Matt McGuire at Walterfootball.com has his own take on the 'safest pick' mythology. He looks at what constitutes a true risk (for example, character or injury red flags) as opposed to using previous drafts to suggest what may or may not be a safe pick in 2009. He concludes his argument by suggesting,
"if you have one player on the draft board and he is the "safest" pick, but not the best pick, then you have some serious explaining to do." - - Matt McGuire
Patt Kirwan from NFL.com also weighs into the debate. He suggests that buying into the latest 'myth' or trend can come back to haunt a franchise.
"Every so often, an apparent new trend pops up in the NFL that gets its legs for some unfounded reason. And it usually involves a concept that teams can get by with inferior players at a certain position.
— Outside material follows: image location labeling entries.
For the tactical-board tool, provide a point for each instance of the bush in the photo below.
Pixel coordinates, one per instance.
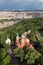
(19, 53)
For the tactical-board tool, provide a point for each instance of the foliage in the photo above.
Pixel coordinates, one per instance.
(31, 56)
(19, 53)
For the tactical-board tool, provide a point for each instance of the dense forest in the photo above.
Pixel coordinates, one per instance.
(25, 56)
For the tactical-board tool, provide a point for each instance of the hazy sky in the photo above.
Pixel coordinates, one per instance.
(21, 4)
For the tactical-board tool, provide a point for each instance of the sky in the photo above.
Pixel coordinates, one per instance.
(21, 4)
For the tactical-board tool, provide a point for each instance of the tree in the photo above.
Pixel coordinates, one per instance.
(4, 58)
(19, 53)
(31, 56)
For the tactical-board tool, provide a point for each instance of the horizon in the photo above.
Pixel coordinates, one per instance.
(21, 5)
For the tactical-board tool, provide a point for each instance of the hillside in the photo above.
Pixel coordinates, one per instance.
(23, 56)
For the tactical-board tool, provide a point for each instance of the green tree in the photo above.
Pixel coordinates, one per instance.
(31, 56)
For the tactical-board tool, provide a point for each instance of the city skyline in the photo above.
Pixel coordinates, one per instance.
(21, 4)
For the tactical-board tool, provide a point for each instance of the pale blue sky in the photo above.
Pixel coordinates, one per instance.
(21, 4)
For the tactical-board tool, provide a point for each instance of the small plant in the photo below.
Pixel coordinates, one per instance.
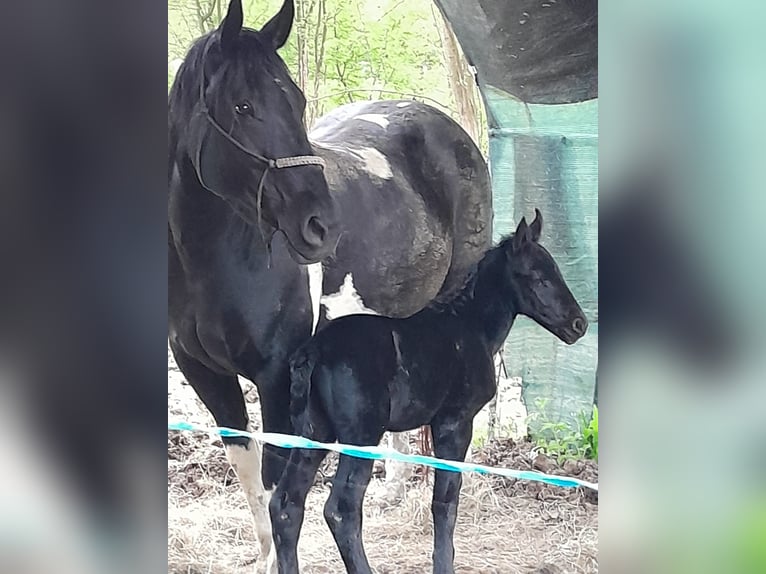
(562, 440)
(590, 433)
As one GM said to me at the owners' meetings this week, "I hope the latest myth floating around here lasts until after the draft, because I want a certain position to fall to me." - - Pat Kirwan
One example that could be used - the Super Bowl bound Arizona Cardinals. It seems pretty strange to suggest a team competing to be world champions this weekend could have been particularly 'better'.
Pete Prisco from CBS Sportsline however, looks at the 2007 NFL draft and the direction the Cardinals took. He reports that Arizona came pretty close to drafting Adrian Peterson, arguably the most dynamic running back in the league at the moment. When Joe Thomas (OT, Wisconsin) was selected by Cleveland with the third overall pick, the Cardinals were left to contemplate taking the second best tackle on their board (Levi Brown, Penn State) or take Peterson.
With reported 'fighting' in the war room over the pick, the Cardinals took Brown to help the running game as a mauling right tackle. Their running game is no better for the pick, but would it have been different with such an explosive player in the backfield? There were concerns about Peterson's durability - especially with such an upright running style. Did Arizona take the safe pick instead of the pick with the most talent? Even considering their appearance in Tampa this weekend would they have been even better?
"If Peterson were here, readying to play the Steelers, can you imagine what they would be saying about this Arizona offense? It would be considered one of the greatest ever, no matter who was playing right tackle in place of Brown." - - Pete Prisco
So can anything constitute a 'safe' pick and is the real agenda surrounding the draft not about finding someone who offers simply low risk, but whom has the most talent, can make an impact quickly and tick all the boxes in terms of character and injury?